God's Good Man - Page 239/443

Slowly, and with methodical nicety, Walden folded up the letter and put it in his pocket. With a kind of dazed air he looked about him, vaguely surprised that the evening seemed to have fallen so soon. Streaks of the sunset still glowed redly here and there in the sky, but the dense purple of the night had widened steadily over the spaces of the air, and just above the highest bough of the apple- tree on the lawn, the planet Venus twinkled bravely in all its silver panoply of pride as the Evening Star. Low and sweet on the fragrant silence came the dulcet piping of a nightingale, and the soft swishing sound of the river flowing among the rushes, and pushing against the pebbly shore. A sudden smarting sense of pain stung Walden's eyes,--pressing them with one hand he found it wet,-- with tears? No, no!--not with tears,--merely with the moisture of strain and fatigue,--his sight was not so good as it used to be;--of course he was getting old,--and Bishop Brent's small caligraphy had been difficult to decipher by the half-light. All at once something burning and passionate stirred in him,--a wave of chivalrous indignation that poured itself swiftly through every channel of his clean and honest blood, and he involuntarily clenched his hand.

"What liars there are in the world!" he said aloud and fiercely-- "What liars!"

Venus, peeping at him over the apple-boughs, gave out a diamond-like sparkle as though she were no greater thing than a loving eye,--the unseen nightingale, tuning its voice to richer certainties, broke into a fuller, deeper warble,--more stars flew, like shining fire- flies, into space, and on the lowest line of the western horizon a white cloud fringed with silver, floated slowly, the noiseless herald of the coming moon. But Walden saw nothing of the mystically beautiful transfiguration of the evening into night. His thoughts were elsewhere.
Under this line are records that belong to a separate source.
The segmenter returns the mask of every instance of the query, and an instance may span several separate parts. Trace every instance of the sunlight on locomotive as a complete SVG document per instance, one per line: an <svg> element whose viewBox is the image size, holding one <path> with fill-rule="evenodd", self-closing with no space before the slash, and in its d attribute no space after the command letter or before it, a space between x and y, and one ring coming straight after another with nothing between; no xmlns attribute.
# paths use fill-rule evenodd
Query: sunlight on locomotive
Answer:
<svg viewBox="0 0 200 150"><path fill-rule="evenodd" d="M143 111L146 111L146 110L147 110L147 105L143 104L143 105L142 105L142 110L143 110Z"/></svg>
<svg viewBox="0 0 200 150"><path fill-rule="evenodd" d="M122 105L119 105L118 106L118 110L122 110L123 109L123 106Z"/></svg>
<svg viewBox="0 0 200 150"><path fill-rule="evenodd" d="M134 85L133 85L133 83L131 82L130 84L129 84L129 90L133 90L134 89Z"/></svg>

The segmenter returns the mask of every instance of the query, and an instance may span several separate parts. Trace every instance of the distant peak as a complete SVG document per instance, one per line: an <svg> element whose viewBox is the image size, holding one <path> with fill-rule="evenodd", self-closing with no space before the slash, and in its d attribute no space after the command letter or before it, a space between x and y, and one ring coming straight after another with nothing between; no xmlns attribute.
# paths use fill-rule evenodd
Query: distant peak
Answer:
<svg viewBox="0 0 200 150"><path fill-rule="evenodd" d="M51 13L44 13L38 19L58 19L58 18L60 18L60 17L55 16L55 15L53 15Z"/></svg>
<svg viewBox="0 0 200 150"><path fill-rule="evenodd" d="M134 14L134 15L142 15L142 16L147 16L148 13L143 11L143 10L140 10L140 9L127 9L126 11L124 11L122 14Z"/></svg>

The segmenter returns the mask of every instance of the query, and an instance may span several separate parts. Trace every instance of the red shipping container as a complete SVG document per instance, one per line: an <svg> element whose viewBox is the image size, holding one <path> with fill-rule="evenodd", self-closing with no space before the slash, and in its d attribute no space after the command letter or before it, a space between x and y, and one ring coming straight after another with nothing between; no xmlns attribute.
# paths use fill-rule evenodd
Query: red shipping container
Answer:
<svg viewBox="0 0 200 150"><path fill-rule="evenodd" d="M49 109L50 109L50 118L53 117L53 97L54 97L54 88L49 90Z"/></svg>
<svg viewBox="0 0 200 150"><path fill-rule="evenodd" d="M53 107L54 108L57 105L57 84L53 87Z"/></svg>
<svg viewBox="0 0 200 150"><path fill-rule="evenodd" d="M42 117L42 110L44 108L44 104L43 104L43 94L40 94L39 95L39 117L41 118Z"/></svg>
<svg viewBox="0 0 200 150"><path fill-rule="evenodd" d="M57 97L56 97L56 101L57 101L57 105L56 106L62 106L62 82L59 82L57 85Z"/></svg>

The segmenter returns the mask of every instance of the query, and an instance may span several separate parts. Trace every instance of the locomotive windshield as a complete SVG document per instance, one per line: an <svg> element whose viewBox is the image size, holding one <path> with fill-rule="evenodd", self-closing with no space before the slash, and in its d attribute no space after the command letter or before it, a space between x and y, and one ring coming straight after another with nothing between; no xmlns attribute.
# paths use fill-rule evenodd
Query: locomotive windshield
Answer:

"And yet"--he mused sorrowfully--"How do I know? How can I tell? The clear childlike eyes may be trained to deceive,--the smile of the sweet, all too sweet mouth, may be insincere--the pretty, impulsive confiding manner may be a mere trick---and---after all---what is it to me? I demand of myself plainly and fairly--what is it to me?"

He gave a kind of unconscious despairing gesture. Was there some devil in his soul whom he was bound to wrestle with by fasting and prayer, and conquer in the end? Or was it an angel that had entered there, before whose heavenly aspect he must kneel and succumb? Why this new and appalling loneliness which had struck himself and his home-surroundings as with an earthquake shock, shaking the foundations of all that had seemed so safe and secure? Why this feverish restlessness in his mind, which forbade him to occupy himself with any of the work waiting for him to do, and which made him unhappy and ill at ease for no visible or reasonable cause?